Douglass believed what Thomas Jefferson and Thomas Paine believed: The principles of natural right held irresistible power for minds uncorrupted by interest, and freedom of speech, if properly protected, would propagate those principles throughout the world.

Douglass was a strong believer in the power of speech. This was a man who almost literally talked his way from the bottom to near the top of American society. But he didn’t think speech was all-powerful, and he didn’t think that the fostering of a healthy sense of American identity was merely a matter of persuading people, white or black, to believe in American principles.

To cultivate a genuine sense of American identity requires more than agreement with its principles. It requires a sense of belonging and affection. It requires a love of America as one’s own. On this point and others, Douglass was a good American disciple of John Locke.

In Locke’s well-known reasoning, we own our own labor, and we own what we make. This can apply, however, not only to material property, but also to political and patriotic affiliation. What Douglass wanted to teach his fellow citizens, his black fellow citizens in particular, was that we can build America, and in building or rebuilding it, we can make it our own.

We can improve it by our labor, he argued, culturally and morally no less than materially. And to do this, we need first to improve ourselves. We need to cultivate what he called the “staying qualities,” fostering a faith in ourselves and our country. This is why hopefulness is a moral imperative, for Douglass, and why a spirit of alienation is so dangerous.

We are now just over 200 years from Douglass’ birth. In remembering him, we must certainly say today what he said in 1852: Our business is with the present.

Republics, he liked to say, are proverbially forgetful—most importantly, forgetful of their own first principles.
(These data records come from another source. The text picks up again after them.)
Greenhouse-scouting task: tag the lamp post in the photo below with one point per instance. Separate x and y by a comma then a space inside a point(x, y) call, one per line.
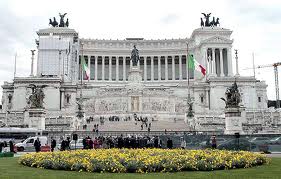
point(236, 57)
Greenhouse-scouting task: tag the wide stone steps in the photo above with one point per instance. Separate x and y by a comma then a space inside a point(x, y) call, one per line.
point(160, 125)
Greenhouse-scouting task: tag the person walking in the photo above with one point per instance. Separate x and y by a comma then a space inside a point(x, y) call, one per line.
point(53, 144)
point(37, 145)
point(214, 142)
point(183, 143)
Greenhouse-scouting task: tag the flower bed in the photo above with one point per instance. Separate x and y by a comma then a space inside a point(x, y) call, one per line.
point(143, 160)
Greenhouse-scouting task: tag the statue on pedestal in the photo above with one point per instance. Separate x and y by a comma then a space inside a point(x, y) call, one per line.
point(233, 96)
point(135, 56)
point(36, 98)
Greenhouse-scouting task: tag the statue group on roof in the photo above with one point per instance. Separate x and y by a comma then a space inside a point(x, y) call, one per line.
point(54, 22)
point(208, 23)
point(233, 97)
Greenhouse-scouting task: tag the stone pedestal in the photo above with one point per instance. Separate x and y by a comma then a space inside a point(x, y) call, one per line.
point(36, 118)
point(135, 75)
point(233, 120)
point(135, 90)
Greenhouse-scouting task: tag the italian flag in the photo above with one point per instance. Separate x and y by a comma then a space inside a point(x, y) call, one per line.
point(194, 65)
point(85, 68)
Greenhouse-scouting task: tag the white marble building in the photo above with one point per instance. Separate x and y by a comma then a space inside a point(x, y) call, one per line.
point(161, 94)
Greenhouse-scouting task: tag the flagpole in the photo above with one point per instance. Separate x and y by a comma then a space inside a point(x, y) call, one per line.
point(81, 69)
point(15, 70)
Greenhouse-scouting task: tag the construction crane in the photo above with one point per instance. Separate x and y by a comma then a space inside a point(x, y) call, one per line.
point(274, 65)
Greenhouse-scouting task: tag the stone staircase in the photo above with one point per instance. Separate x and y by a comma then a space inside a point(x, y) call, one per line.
point(132, 125)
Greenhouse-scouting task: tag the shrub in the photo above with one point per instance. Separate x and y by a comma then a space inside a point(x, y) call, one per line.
point(143, 160)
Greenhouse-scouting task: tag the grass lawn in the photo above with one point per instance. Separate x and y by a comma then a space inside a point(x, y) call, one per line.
point(9, 168)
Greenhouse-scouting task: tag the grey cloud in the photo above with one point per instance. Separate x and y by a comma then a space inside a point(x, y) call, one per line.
point(253, 12)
We live, as Douglass lived, in a period when the first principles of American republicanism are increasingly neglected and even maligned.
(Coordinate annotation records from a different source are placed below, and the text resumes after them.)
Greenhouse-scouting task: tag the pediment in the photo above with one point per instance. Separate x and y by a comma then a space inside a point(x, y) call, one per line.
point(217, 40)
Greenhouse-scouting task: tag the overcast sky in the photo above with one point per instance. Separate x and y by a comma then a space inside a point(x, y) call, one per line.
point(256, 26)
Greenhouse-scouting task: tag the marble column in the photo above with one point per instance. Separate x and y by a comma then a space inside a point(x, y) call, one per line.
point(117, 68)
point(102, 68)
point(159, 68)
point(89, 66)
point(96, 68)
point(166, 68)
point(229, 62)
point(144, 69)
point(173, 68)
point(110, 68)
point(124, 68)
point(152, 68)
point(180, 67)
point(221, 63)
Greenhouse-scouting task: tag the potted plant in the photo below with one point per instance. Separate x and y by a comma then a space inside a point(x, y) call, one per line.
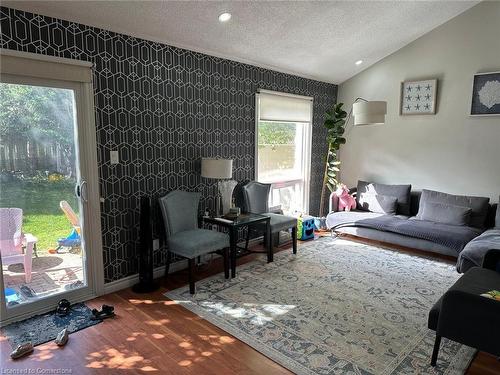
point(335, 121)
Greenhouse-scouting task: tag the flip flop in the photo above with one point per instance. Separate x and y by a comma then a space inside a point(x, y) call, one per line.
point(106, 312)
point(27, 292)
point(22, 350)
point(62, 337)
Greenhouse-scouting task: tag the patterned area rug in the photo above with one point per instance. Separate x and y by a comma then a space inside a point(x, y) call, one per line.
point(338, 307)
point(45, 327)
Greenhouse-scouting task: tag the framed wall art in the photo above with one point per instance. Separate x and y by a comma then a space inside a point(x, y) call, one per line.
point(418, 97)
point(486, 94)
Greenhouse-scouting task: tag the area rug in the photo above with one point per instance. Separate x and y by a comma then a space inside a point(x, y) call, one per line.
point(337, 307)
point(45, 327)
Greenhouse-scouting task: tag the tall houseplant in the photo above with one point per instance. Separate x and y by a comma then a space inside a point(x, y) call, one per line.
point(335, 121)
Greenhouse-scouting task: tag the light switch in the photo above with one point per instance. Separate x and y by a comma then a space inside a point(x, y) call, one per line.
point(113, 157)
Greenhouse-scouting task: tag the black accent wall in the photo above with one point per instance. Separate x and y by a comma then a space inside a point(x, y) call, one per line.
point(163, 108)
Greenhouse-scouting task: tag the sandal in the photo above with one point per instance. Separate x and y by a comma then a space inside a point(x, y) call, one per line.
point(63, 307)
point(22, 350)
point(106, 312)
point(27, 292)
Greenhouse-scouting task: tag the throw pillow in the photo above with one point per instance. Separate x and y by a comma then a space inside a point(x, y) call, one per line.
point(400, 192)
point(497, 216)
point(382, 204)
point(446, 213)
point(478, 205)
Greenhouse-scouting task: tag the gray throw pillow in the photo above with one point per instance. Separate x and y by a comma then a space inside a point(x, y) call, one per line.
point(478, 205)
point(382, 204)
point(446, 213)
point(400, 192)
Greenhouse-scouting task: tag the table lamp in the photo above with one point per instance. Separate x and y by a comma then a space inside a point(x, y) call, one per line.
point(222, 170)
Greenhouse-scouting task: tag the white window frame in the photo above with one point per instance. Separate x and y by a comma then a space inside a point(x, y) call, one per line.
point(307, 147)
point(87, 153)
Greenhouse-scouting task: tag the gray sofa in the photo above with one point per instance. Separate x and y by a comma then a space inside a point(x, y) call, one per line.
point(452, 225)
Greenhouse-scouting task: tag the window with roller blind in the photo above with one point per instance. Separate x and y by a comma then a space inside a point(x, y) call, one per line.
point(283, 148)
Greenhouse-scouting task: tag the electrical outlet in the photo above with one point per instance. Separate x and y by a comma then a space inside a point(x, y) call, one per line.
point(156, 244)
point(113, 157)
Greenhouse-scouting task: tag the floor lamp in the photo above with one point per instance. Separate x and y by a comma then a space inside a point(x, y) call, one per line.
point(221, 170)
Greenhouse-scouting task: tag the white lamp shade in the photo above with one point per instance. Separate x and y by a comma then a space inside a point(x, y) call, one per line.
point(216, 168)
point(367, 113)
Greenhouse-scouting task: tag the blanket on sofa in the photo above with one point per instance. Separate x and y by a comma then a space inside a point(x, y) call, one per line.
point(453, 236)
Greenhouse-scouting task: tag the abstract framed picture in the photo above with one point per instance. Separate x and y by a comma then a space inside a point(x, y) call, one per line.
point(418, 97)
point(486, 94)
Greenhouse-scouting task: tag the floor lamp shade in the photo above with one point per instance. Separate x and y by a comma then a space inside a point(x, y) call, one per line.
point(367, 113)
point(216, 168)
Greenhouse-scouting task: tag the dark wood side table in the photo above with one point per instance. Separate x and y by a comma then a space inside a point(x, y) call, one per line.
point(244, 220)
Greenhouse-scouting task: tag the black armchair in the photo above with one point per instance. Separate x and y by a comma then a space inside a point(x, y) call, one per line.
point(464, 316)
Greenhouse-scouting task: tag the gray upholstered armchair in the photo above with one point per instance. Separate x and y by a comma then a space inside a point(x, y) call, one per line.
point(184, 238)
point(463, 315)
point(256, 198)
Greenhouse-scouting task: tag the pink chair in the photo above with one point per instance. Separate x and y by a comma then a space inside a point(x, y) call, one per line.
point(12, 240)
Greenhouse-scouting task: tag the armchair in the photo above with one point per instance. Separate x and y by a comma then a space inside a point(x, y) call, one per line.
point(184, 238)
point(256, 198)
point(463, 315)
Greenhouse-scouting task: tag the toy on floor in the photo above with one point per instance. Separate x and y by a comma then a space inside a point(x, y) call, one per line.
point(346, 200)
point(305, 227)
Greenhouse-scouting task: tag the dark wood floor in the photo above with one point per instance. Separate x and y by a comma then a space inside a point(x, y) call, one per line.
point(152, 334)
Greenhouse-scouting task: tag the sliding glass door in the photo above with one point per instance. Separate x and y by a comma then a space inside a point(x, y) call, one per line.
point(283, 152)
point(44, 194)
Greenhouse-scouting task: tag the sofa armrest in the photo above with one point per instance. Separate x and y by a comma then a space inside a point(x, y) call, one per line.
point(492, 260)
point(470, 319)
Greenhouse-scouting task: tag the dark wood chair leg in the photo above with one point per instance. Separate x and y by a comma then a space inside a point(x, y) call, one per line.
point(191, 275)
point(247, 239)
point(225, 253)
point(167, 263)
point(294, 239)
point(435, 352)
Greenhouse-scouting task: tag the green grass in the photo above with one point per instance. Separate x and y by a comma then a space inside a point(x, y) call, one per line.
point(42, 216)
We live in a time when many Americans have forgotten our principles, or never learned them, or learned to revile them; when many young people, young men especially, grow up in the belief that they have no grounds for hope for their future and no reason to identify with their country; when many of our educational institutions have become purveyors of alienation and disintegration, teaching that America is an evil, hateful society and that speech to the contrary must be vilified and suppressed.

At such a time, as we search for models of understanding and inspiration, it is a vital imperative for us to recover the moral and political vision of Douglass.
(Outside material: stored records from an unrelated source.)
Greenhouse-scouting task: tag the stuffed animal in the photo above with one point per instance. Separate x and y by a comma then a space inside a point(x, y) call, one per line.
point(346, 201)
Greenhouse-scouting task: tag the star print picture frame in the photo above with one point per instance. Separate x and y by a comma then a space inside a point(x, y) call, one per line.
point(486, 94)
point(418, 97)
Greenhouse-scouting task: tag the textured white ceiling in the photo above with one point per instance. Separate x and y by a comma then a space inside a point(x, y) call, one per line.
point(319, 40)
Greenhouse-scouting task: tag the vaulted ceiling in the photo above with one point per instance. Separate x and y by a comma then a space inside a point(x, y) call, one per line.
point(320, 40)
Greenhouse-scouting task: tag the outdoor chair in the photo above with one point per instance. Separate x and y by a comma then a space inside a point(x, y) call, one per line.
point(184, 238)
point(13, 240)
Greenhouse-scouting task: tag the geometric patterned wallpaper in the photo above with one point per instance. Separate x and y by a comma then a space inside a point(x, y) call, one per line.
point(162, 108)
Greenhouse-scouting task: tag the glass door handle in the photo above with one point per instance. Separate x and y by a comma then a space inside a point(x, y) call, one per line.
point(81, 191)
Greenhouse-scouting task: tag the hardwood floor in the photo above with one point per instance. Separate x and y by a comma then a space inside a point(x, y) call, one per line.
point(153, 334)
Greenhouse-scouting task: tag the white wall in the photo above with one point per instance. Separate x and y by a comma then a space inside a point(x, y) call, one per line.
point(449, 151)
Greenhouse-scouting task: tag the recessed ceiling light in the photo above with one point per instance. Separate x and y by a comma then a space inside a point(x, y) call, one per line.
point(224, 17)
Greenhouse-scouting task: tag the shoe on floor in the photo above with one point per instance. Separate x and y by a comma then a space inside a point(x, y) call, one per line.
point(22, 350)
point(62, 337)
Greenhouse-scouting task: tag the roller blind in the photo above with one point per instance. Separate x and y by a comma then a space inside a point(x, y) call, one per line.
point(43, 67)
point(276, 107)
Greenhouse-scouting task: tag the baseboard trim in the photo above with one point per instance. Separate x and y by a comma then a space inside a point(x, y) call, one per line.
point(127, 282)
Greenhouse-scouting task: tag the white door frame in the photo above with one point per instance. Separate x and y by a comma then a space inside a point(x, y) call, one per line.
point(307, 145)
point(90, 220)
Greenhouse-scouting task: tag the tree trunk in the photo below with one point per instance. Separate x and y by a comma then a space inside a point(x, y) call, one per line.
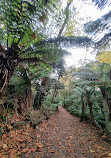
point(83, 108)
point(8, 63)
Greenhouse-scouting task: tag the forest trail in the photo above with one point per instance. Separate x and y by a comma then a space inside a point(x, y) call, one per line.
point(64, 136)
point(61, 136)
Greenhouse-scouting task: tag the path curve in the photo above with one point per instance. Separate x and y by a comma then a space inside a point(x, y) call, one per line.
point(64, 136)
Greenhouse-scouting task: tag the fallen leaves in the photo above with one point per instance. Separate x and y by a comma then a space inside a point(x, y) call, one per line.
point(56, 137)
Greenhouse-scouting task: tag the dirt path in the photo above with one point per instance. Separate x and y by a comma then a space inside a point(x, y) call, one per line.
point(64, 136)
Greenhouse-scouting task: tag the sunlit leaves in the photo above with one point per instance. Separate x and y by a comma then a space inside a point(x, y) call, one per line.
point(104, 57)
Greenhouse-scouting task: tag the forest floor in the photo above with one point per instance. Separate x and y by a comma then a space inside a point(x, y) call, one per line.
point(62, 136)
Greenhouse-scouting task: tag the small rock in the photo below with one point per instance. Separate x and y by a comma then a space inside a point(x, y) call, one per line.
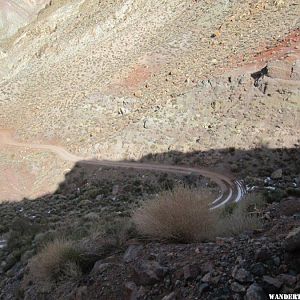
point(100, 267)
point(206, 278)
point(242, 275)
point(258, 269)
point(292, 241)
point(149, 272)
point(92, 216)
point(138, 94)
point(132, 253)
point(81, 293)
point(279, 69)
point(272, 284)
point(203, 288)
point(237, 287)
point(191, 271)
point(263, 254)
point(255, 292)
point(130, 291)
point(277, 174)
point(287, 279)
point(171, 296)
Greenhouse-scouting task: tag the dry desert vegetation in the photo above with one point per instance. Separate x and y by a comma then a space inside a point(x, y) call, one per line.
point(149, 149)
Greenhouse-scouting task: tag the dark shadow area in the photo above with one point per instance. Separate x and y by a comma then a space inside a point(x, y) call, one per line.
point(93, 194)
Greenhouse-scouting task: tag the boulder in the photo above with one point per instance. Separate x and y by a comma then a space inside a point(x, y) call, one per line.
point(292, 241)
point(149, 272)
point(255, 292)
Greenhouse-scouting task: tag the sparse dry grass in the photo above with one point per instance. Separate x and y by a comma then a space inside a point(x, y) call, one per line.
point(57, 259)
point(183, 215)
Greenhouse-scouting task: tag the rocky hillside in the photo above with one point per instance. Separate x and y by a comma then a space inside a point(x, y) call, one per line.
point(16, 14)
point(200, 83)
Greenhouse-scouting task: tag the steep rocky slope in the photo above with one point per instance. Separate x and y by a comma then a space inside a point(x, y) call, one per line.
point(202, 83)
point(124, 79)
point(16, 14)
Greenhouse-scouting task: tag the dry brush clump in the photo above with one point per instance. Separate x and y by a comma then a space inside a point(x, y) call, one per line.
point(57, 259)
point(184, 215)
point(180, 215)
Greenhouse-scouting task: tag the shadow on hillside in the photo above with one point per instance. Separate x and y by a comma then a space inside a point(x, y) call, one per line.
point(92, 193)
point(113, 192)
In the long history of African American political thought, there is no more forceful proponent of the cause of integration, and there is no more insightful analyst of the varieties and dangers of national and racial disintegration.

“No people can prosper,” Douglass reiterated late in life, “unless they have a home, or the hope of a home”—and “to have a home,” one “must have a country.” America, in Douglass’ abiding vision, was black Americans’ proper home, their only realistic alternative and also the locus of their highest ideals.

By its white and black citizens together, America must be cherished and perfected as a genuine home for all, not merely by the accident and force of necessity, but as an object of rational and sentimental identification. For Douglass, as for Lincoln, their common country was, through it all, the last best hope of earth.